Source Loc. Title Voices Attribution

Text

Source: Hymn "Verbum supernum prodiens", stanza 5

O salutaris hostia

Que celi pandis ostium

Bella premunt hostilia

Da robur fer auxilium
O saving Host,

You who open the gate of heaven -

Hostile wars press upon us -

Give strength, bring aid.

Editor's Commentary

The five-voice writing makes this setting of O salutaris hostia more elaborate than the preceding ones in the Occo Codex. There are two Tenors, one with a slightly higher range than the other, but with a number of voice crossings. The Superius has a very high tessitura, moving most of the time between c'' and g''. As a consequence, the total range of the piece (two octaves and a sixth) is considerably larger than that of the other settings of the same text in this source.

Sonority seems to have been the most important consideration in the composition of this piece. The four phrases begin in nearly strict homophony, presenting a succession of full consonances, and then develop into a contrapuntally more elaborate ending. The transition is generally marked by a fermata, except in the first phrase, which has a fermata on the word "O". Three out of four cadences display a nearly identical progression between Superius (d''-c''-d'') and second Tenor (g/a-c'-a), in which the combination of suspension and false relation seems inevitable, or even deliberately introduced. Maybe to bring out these clashes more dramatically, dissonances are used sparingly outside the cadences.

Compared to sonority, voice leading seems to have been a less important consideration.

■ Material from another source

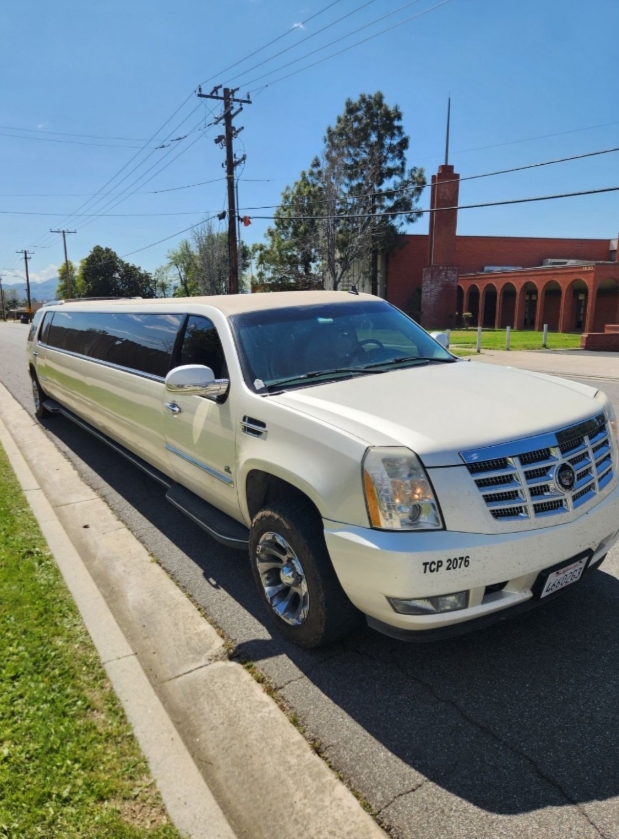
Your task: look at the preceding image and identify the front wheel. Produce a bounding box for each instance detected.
[31,373,53,420]
[250,499,361,648]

The inner voices lack melodic distinction and regularly contain successions of leaps, some of which are evidently there to evade parallel fifths and/or octaves. This contrapuntal style places the piece at a transitional stage, offering an example of true five-voice writing without a long-note cantus firmus, but still before five-part writing was standardized in the through-imitative writing of the 1520s and 1530s.